Microsoft provides the ability to discover Customer Data directly via pre-existing application programming interfaces (APIs) or user interfaces (UIs) for specific services. Details are described in the respective services’ reference documentation, describing applicable CRUD (create, read, update, delete) operations.

Step 2: Access

After you’ve found Customer Data containing personal data that is potentially responsive to a DSR, it is up to you and your organization to decide which data to provide to the data subject. You can provide them with a copy of the actual document, an appropriately redacted version, or a screenshot of the portions you have deemed appropriate to share. For each of these responses to an access request, you will have to retrieve a copy of the document or other item that contains the responsive data.

When providing a copy to the data subject, you may have to remove or redact personal information about other data subjects and any confidential information.

The following explains how to get a copy of data in response to a DSR access request.

Azure Active Directory

Microsoft offers both a portal and in-product experiences providing the enterprise customer’s tenant administrator the capability to manage DSR access requests. DSR Access requests allow for access of the personal data of the user, including: (a) identifiable information about an end-user and (b) system-generated logs.

Service-Specific Interfaces

Microsoft provides the ability to discover Customer Data directly via pre-existing application programming interfaces (APIs) or user interfaces (UIs) for specific services. Details are described in the respective services’ reference documentation, describing applicable CRUD (create, read, update, delete) operations.

Step 3: Rectify

If a data subject has asked you to rectify the personal data that resides in your organization’s data, you and your organization will have to determine whether it’s appropriate to honor the request. Rectifying the data may include taking actions such as editing, redacting, or removing personal data from a document or other type or item. The most expedient way to do this for Microsoft Support and FastTrack data is provided below.

Azure Active Directory

Enterprise customers have the ability to manage DSR rectify requests, including limited editing features per the nature of a given Microsoft service. As a data processor, Microsoft does not offer the ability to correct system-generated logs as it reflects factual activities and constitutes a historical record of events within Microsoft services. With respect to Azure Active Directory, limited editing features exist to rectify identifiable information about an end-user, as described further below.

Azure Active Directory: rectify/correct inaccurate or incomplete personal data

You can correct, update, or delete identifiable information about end users, such as customer and employee user profiles and user work information that contain personal data, such as a user’s name, work title, address, or phone number, in your Azure Active Directory (AAD) environment by using the Azure portal.
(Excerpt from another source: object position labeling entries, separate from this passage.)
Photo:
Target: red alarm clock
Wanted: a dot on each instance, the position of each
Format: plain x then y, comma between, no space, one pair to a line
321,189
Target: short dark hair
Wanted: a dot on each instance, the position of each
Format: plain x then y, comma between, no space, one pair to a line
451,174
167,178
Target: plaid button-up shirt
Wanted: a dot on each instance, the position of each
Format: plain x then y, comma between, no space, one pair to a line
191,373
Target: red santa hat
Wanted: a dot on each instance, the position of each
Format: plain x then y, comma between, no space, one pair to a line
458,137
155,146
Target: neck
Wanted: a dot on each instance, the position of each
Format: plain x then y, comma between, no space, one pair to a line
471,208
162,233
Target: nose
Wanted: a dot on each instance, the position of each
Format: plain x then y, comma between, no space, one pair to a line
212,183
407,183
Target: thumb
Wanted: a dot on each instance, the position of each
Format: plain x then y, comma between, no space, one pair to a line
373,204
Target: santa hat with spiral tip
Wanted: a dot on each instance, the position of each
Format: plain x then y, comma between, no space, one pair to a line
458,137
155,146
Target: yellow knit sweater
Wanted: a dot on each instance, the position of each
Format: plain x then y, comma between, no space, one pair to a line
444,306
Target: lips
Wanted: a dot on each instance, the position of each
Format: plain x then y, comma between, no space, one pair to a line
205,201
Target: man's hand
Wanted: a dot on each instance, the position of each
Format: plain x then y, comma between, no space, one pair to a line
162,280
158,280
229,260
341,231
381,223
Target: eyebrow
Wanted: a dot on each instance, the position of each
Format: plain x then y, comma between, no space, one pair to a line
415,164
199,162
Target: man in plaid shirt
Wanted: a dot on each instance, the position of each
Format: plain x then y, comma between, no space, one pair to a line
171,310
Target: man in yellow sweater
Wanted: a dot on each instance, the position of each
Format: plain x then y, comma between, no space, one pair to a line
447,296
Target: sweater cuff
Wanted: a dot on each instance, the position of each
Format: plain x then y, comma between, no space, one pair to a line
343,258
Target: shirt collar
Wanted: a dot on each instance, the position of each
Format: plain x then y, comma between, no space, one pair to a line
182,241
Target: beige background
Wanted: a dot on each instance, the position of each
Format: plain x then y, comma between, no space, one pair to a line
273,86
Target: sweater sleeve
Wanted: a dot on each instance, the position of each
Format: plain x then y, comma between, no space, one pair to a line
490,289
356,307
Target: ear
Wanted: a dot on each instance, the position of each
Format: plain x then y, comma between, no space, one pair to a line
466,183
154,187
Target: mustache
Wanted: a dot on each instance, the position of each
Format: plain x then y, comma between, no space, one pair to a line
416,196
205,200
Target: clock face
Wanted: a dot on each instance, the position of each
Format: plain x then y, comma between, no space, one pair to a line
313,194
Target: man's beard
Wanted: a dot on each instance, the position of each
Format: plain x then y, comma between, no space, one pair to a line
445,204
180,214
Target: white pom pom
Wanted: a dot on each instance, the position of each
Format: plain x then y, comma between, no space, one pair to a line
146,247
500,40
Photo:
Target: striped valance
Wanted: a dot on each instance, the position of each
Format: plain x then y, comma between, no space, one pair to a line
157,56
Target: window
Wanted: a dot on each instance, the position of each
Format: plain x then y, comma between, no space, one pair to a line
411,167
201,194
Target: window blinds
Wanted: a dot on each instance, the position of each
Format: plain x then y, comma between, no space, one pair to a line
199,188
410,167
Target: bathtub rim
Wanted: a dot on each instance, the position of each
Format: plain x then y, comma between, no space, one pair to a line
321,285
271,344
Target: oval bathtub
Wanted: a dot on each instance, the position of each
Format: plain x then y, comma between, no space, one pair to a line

You must sign in with an account that’s a global admin for the directory.

How do I correct or update user profile and work information in Azure Active Directory?
  1. Sign in to the Azure portal with an account that's a global admin for the directory.
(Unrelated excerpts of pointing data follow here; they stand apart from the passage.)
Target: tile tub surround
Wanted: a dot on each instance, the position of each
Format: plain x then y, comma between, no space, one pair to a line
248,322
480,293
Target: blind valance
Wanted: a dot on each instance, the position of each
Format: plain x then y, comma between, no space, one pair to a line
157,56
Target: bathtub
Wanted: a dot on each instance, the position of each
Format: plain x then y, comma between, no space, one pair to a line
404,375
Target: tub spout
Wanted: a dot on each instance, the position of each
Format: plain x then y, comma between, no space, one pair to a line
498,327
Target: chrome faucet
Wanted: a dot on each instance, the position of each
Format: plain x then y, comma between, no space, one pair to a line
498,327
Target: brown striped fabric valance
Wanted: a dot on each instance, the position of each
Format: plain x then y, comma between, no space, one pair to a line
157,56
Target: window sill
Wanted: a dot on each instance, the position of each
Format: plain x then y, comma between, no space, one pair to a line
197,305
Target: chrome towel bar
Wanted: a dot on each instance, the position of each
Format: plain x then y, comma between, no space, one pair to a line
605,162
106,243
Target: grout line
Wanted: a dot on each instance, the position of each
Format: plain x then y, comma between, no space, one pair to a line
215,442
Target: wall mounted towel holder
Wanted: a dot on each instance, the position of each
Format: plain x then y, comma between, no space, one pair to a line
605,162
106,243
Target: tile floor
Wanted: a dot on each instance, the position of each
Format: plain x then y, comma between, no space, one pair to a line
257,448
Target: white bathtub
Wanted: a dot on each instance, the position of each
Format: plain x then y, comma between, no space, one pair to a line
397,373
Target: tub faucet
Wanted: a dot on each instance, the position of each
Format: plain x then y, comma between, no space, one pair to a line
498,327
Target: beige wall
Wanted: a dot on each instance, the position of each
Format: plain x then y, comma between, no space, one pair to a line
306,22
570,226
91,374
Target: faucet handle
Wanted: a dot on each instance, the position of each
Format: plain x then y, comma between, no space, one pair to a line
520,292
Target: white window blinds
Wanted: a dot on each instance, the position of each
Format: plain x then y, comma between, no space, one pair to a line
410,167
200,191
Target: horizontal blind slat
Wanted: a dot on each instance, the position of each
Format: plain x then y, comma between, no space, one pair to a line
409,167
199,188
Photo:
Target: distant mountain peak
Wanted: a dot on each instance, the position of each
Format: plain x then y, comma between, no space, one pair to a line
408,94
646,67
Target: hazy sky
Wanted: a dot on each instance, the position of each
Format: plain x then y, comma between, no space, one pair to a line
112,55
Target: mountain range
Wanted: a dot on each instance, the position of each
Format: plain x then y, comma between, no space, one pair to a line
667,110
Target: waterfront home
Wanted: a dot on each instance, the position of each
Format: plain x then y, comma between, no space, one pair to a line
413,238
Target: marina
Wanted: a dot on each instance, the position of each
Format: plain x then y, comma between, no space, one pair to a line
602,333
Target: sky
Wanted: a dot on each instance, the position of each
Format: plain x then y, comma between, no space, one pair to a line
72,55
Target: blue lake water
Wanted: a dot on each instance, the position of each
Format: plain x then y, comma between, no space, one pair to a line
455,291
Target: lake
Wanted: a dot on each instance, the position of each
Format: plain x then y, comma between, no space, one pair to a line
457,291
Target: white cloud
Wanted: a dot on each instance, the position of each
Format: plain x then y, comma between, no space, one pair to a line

  2. Select All services, enter Users and groups in the text box, and then select Enter.

    Select All services

  3. On the Users and groups blade, select Users.

    Select users

  4. On the Users and groups - Users blade, select a user from the list, and then, on the blade for the selected user, select Profile to view the user profile information that needs to be corrected or updated.

    Select profile

  5. Correct or update the information, and then, in the command bar, select Save.
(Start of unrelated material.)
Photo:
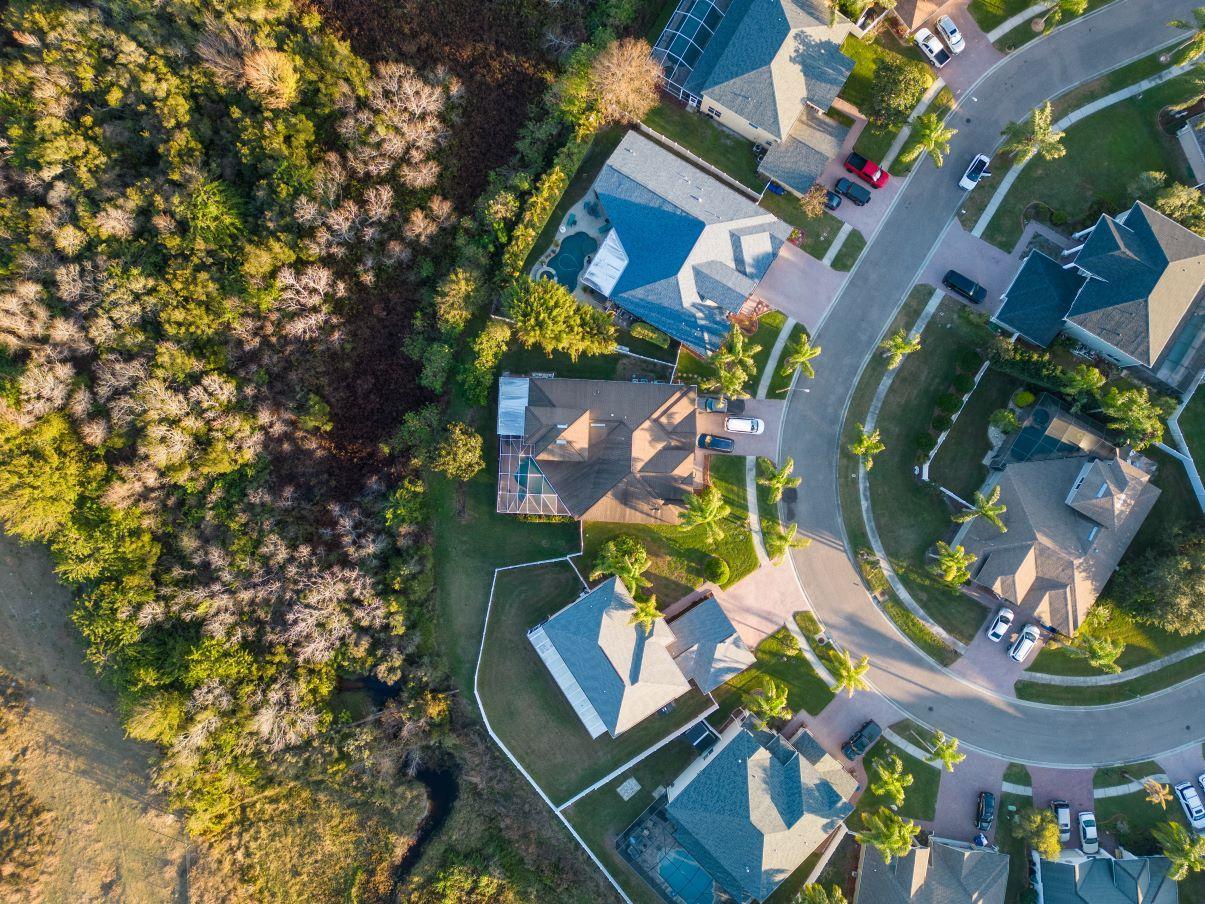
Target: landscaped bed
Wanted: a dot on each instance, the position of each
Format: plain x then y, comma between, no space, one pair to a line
525,706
  6. On the blade for the selected user, select Work Info to view user work information that needs to be corrected or updated.

    Select work info

  7. Correct or update the user work information, and then, in the command bar, select Save.

Service-Specific Interfaces

Microsoft provides the ability to discover Customer Data directly via pre-existing application programming interfaces (APIs) or user interfaces (UIs) for specific services. Details are described in the respective services’ reference documentation, describing applicable CRUD (create, read, update, delete) operations.

Step 4: Restrict

Data subjects may request that you restrict processing of their personal data. We provide both the Azure Portal and pre-existing application programming interfaces (APIs) or user interfaces (UIs). These experiences provide the enterprise customer’s tenant administrator the capability to manage such DSRs through a combination of data export and data deletion. A customer may (1) export an electronic copy of the personal data of the user, including (a) account(s), (b) system-generated logs, and (c) associated logs, followed with (2) deletion of the account and associated data residing within Microsoft systems.

Step 5: Delete

The “right to erasure” by the removal of personal data from an organization’s Customer Data is a key protection in the GDPR. Removing personal data includes removing all personal data and system-generated logs, except audit log information. When a user is soft deleted (see details below), the account is disabled for 30 days. If no further action is taken during this 30 day period, the user is permanently deleted (again, see details below). Upon a permanent delete, the user’s account, personal data, and system-generated logs are expunged within an additional 30 days. If a tenant admin immediately issues a permanent delete, the user’s account, personal data, and system-generated logs are expunged within 30 days of issuance.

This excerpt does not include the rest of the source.